Ce n’était pas Folchoche non plus, ma mère. Jusqu’à la fin, elle s’est fait du souci sur mon avenir, sur ce que j’allais devenir. Peut-être qu’à trop vouloir me protéger, elle m’aura poussé vers la facilité et de mauvais choix. Peut-être.

On naît deux fois, la seconde fois quand on perd sa mère. Depuis plusieurs années nous nous voyions moins souvent : mes parents avaient choisir de passer l’hiver dans le sud du Portugal puis en Espagne. Nous y allions à Noël. La crise Covid m’aura permis de me rapprocher d’eux. Février 2021, je passais cinq semaines en leur compagnie dans l’appartement andalous que bordent l’île Cannelle et le Guadania. Dois-je avouer que je craignais chaque matin qu’un de mes parents soit décédé dans la nuit ? Je me levais tôt pour écrire, pressentant l’aube, pressé d’entendre les bruits familiers de mes parents réveillés avant de prendre le petit déjeuner en famille.

Chaque jour, je repoussais le moment de repartir au motif des annulations de vols, n’ayant pas envie de rentrer en France et pressentant la chance qui m’était offerte de passer des moments privilégiés seul avec eux. La veille de mon départ, nous allâmes à l’hôpital Huelva pour que je puisse faire un test covid puis passâmes le reste de la journée dans d’immenses entrepôts à choisir un canapé qui ne serait jamais commandé.

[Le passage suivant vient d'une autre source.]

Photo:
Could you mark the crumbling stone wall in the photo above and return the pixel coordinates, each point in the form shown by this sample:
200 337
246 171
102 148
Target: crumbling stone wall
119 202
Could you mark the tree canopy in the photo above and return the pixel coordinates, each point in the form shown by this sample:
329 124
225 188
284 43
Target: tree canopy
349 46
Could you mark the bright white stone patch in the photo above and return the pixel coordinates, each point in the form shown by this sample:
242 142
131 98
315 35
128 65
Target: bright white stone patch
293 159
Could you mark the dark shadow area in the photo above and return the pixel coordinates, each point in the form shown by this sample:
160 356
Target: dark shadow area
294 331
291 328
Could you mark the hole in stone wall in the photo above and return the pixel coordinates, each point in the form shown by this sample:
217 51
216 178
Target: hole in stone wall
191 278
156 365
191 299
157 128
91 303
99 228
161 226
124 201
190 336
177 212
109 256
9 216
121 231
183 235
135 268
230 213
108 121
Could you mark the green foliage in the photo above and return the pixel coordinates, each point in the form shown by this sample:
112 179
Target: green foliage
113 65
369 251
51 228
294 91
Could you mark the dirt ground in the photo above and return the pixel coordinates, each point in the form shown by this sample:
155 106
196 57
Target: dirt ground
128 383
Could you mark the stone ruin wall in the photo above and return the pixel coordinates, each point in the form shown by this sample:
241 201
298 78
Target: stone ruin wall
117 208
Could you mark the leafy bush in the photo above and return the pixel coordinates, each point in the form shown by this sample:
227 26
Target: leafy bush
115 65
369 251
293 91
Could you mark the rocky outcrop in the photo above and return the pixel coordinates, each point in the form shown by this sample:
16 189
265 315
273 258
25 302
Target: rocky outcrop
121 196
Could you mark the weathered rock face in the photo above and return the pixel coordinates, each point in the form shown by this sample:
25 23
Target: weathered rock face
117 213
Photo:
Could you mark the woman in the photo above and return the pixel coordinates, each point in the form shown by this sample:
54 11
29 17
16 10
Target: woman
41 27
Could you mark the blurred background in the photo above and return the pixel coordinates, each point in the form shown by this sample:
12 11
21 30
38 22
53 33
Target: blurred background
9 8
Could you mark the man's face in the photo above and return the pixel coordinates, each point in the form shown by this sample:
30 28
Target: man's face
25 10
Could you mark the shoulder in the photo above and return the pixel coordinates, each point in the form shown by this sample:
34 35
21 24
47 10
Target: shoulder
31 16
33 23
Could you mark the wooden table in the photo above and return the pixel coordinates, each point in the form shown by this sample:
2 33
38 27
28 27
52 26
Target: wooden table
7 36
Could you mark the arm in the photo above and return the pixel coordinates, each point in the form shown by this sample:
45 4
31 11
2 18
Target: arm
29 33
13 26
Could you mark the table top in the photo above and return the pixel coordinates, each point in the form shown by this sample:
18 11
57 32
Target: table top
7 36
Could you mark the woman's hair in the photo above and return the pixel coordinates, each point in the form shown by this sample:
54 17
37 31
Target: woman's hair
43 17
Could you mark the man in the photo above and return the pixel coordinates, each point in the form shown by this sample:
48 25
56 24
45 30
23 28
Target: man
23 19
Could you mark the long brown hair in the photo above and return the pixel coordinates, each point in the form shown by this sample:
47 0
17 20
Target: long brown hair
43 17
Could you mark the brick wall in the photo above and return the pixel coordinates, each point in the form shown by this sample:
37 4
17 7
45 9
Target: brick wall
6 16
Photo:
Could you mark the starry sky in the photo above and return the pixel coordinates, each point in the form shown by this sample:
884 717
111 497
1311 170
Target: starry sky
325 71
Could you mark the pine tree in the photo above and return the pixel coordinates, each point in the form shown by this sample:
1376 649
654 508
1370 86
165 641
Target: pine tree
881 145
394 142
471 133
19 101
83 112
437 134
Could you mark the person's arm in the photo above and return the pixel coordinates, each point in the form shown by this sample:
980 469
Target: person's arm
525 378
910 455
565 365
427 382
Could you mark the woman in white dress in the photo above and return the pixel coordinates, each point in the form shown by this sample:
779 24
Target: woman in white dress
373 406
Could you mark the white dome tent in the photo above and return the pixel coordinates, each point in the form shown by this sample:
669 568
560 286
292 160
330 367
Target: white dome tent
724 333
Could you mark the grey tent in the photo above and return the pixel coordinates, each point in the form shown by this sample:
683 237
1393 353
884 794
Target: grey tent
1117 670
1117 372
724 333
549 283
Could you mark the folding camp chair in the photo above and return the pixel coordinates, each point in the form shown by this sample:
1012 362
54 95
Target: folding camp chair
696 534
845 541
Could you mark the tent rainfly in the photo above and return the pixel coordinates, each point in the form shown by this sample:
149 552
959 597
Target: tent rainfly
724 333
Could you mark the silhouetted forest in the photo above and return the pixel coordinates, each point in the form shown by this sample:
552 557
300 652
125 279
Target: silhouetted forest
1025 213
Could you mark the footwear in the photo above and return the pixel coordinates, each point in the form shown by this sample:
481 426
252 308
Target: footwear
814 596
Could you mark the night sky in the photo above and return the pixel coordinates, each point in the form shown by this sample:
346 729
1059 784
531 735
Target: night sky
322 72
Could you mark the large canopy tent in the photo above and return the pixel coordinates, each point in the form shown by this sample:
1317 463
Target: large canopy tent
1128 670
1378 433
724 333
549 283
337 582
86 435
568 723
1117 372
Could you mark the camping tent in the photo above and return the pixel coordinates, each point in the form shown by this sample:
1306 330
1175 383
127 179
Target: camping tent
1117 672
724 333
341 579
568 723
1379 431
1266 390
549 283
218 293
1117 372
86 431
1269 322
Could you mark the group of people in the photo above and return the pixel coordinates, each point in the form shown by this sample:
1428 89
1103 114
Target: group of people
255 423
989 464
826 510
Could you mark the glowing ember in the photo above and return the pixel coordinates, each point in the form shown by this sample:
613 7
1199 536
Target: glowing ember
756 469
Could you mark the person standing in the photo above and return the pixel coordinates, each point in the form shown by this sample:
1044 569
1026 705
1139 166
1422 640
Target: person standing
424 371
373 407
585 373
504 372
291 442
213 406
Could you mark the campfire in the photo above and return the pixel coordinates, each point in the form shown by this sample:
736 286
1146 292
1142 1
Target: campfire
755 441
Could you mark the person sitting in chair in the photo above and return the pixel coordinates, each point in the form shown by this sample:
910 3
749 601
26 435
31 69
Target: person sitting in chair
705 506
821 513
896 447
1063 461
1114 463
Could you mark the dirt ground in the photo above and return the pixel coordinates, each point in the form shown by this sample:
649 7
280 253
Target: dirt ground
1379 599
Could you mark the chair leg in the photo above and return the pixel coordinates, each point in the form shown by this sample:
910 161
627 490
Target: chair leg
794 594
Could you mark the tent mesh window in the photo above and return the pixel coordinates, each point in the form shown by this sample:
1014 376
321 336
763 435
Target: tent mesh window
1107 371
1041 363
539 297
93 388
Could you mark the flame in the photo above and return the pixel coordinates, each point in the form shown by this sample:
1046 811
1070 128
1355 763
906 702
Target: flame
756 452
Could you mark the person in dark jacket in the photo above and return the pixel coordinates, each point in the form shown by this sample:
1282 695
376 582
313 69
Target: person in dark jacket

Flash back, port de Camaret. Sophie fête ses dix-huit ans, maman ses quarante-huit. Nous avons commandé des homards dans le vivier qui fait face à la digue. On danse sur le pont des bateaux. Mon père improvise un discours gaullien en direction des pêcheurs encore présents sur le môle.  « Français ! » leur lance papa les bras levés. « Oui ! » Répondent-ils à l’unisson. Soudain une voix frêle se fait entendre depuis un panneau de pont : « S’il vous plaît, laissez-moi dormir. Nous sommes en mer depuis des jours et je n’ai pas dormi. »

Quelques bières en bonne compagnie, l’œil parfois humide. Ne rien dire de ces heures nouvelles où j’apprends le rôle d’orphelin. Rire bien sûr. Je serais bien entouré, j’en suis certain. Du fond des ténèbres une voix chantera pour moi : « Je suis un enfant sorcier. Je suis un enfant magicien. ». Oui, je suis un enfant, son enfant, son fils. A jamais.